Here’s how you can approach the problem step-by-step:

1. **Understand the problem fully:**
Each unit of alloy requires a fixed quantity of each metal type as given by the `composition` array. The company already has some stock of these metals. For making a certain number of alloy units, you will need some metals from the stock and may need to buy more if stock is insufficient. Each unit of metal purchased has an associated cost. The budget limits the total cost spent on buying metals.

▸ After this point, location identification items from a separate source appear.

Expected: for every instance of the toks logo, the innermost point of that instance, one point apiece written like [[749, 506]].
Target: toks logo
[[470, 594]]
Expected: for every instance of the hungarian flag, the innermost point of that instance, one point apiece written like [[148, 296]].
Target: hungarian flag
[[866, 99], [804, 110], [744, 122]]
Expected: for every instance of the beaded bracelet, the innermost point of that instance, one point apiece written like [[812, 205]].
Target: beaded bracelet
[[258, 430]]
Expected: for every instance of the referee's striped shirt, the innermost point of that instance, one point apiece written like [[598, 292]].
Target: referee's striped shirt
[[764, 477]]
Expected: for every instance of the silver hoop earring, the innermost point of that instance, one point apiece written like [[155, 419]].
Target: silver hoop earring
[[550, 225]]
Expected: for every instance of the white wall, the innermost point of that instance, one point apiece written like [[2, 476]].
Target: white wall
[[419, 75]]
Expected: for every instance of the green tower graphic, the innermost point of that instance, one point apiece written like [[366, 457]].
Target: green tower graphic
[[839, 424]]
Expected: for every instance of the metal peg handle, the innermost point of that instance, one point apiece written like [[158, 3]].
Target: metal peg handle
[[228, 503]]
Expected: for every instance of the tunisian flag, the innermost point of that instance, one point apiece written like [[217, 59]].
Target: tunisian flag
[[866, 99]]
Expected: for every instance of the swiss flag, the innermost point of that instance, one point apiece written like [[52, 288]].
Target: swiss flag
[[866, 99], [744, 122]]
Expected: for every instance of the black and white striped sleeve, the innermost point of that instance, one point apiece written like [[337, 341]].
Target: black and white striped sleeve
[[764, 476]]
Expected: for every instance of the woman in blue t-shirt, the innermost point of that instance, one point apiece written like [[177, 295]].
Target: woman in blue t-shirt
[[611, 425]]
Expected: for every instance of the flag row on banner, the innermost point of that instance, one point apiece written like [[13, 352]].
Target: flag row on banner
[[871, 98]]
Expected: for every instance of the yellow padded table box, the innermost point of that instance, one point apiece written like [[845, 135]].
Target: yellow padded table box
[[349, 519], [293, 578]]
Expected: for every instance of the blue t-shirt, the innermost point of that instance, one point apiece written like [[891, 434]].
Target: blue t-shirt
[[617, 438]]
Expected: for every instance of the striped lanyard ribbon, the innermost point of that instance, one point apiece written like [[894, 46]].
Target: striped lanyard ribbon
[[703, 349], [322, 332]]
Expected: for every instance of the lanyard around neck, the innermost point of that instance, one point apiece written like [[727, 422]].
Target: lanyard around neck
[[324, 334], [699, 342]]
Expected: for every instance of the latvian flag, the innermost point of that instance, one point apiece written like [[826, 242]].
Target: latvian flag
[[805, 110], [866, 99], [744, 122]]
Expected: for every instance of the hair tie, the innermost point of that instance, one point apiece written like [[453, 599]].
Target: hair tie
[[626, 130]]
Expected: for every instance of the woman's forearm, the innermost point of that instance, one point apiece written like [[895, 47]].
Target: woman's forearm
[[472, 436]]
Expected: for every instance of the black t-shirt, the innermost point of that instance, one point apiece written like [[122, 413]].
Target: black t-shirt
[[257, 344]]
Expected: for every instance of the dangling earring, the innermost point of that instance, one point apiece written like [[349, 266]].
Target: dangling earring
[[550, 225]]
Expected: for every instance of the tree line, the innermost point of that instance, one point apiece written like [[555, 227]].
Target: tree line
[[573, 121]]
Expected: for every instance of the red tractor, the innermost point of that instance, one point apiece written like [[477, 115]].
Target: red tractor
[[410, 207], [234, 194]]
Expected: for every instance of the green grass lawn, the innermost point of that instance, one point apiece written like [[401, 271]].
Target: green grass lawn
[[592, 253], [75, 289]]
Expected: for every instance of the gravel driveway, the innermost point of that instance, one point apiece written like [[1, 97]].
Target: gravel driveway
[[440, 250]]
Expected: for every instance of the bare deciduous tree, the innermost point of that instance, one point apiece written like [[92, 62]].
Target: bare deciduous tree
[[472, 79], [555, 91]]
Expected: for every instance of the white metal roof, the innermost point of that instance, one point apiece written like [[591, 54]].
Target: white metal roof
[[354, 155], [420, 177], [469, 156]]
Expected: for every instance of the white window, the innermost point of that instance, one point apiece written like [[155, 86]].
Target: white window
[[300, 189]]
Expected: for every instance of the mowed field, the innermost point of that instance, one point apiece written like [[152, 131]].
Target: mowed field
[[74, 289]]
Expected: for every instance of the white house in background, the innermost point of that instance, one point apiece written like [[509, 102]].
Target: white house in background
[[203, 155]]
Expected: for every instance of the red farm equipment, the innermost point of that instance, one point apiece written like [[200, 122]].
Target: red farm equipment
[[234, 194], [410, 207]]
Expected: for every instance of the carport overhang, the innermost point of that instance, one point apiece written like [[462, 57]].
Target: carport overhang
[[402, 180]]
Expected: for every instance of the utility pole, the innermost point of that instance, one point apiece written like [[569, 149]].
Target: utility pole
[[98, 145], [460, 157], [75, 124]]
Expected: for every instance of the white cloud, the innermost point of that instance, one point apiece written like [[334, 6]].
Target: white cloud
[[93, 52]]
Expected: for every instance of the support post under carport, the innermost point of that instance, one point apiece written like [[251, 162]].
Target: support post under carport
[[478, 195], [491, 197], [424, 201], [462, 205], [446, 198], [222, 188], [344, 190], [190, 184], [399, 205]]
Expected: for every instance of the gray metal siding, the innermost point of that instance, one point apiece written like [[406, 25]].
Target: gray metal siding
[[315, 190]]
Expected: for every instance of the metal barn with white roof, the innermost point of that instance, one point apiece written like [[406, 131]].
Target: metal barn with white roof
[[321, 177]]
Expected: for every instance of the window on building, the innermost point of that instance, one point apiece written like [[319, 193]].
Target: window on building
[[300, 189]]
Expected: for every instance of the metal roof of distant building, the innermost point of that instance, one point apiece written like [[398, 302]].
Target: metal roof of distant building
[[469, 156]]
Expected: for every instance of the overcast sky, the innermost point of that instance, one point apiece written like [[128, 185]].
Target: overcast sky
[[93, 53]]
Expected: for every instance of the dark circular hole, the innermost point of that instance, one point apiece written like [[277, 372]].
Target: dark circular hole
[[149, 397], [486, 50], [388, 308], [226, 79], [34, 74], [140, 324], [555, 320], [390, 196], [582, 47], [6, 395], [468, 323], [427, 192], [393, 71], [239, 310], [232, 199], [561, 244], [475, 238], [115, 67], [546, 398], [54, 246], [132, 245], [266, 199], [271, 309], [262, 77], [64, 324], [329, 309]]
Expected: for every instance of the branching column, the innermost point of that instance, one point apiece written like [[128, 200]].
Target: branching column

2. **Translate the requirements into a cost function:**
Suppose you want to produce `x` units of alloy.
- For each metal type i, the total metal required is `x * composition[i]`.
- The stock available for that metal is `stock[i]`.
- If `x * composition[i] > stock[i]`, then the extra amount to buy is `(x * composition[i] - stock[i])`.
- If `stock[i]` suffices for that metal, no extra purchase is needed.
The total purchase cost for metal i is `cost[i] * max(0, x * composition[i] - stock[i])`.
Summing these costs over all metals gives the total cost to produce `x` units.

3. **Goal: Find the maximum `x` such that total cost ≤ budget.**
The problem essentially reduces to a decision problem: given an `x`, can we afford to produce `x` units within the budget?
If yes, try a larger `x`. If no, try a smaller `x`.

4. **Brute force is not feasible:**
Since `n` can be as large as 10^5, and `budget` can be as high as 10^9, iterating through all possible values of `x` to find the maximum is inefficient. You need a more optimized approach.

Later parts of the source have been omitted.